Deledda tells us about her Sardinia, the deep Sardinia of the early 1900s, with its landscapes and ancestral traditions. The environmental and bucolic descriptions guide the reader through the seasons, indirectly speaking to them of the scorching summer heat and the winter chill. The narration, as in many of her books, aims to highlight the clash between a very rigid tradition and custom, anchored in the past and in a faith that is the only culture of the poor people, and a renewal of society and of the implicit laws that control it.
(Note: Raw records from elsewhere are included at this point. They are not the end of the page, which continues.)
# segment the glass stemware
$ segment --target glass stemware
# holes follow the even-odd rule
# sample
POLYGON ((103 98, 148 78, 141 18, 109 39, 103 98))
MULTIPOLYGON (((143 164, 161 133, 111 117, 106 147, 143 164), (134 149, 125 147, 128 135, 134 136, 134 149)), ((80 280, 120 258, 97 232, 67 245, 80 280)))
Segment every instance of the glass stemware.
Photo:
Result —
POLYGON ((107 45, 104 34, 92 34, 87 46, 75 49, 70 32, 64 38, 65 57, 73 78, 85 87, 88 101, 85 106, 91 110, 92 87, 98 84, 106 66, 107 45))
Grazia Deledda's writing is meticulous, with a use of colons and the semicolon, whose existence many other writers often forget, that I find splendid. The vocabulary, enriched with Sardinian terms, is fresh and does not particularly feel the impact of the hundred years that have passed. I love this woman's prose.

Elias Portolu, the son of shepherds, returns home after serving a prison sentence on the continent for some unknown crime. He has become a man of fresh cheese: prison has weakened his spirit and body, the shadow of the cell has made him pale as a girl.

During one of the religious festivals that mark the time for shepherds, he meets the betrothed of his brother, and just a few glances are enough to ruin his life. No words are necessary: the shining eyes of Maddalena, following him, ignite the fire in his veins.

This event places Elias in a very difficult position. Confess to his beloved brother their passion, offending him irrevocably? Or remain silent, and face the terrible cohabitation that would follow, when she would move to live at the Portolu house? Torn by doubt, he finds his only consolations in old Uncle Martinu, a wise shepherd from the nearby pasture with a dark past, and in the idea of becoming a priest, escaping both temptation and forced cohabitation.

Elias's drama involves us, on every page one finds themselves sympathizing with him and at the same time almost despising him, for his lack of courage, for his eternal postponement of what could resolve the situation. His soul struggles, incapable of breaking the barriers of social conventions. How can one not love the author's view of her characters, scrutinizing their souls?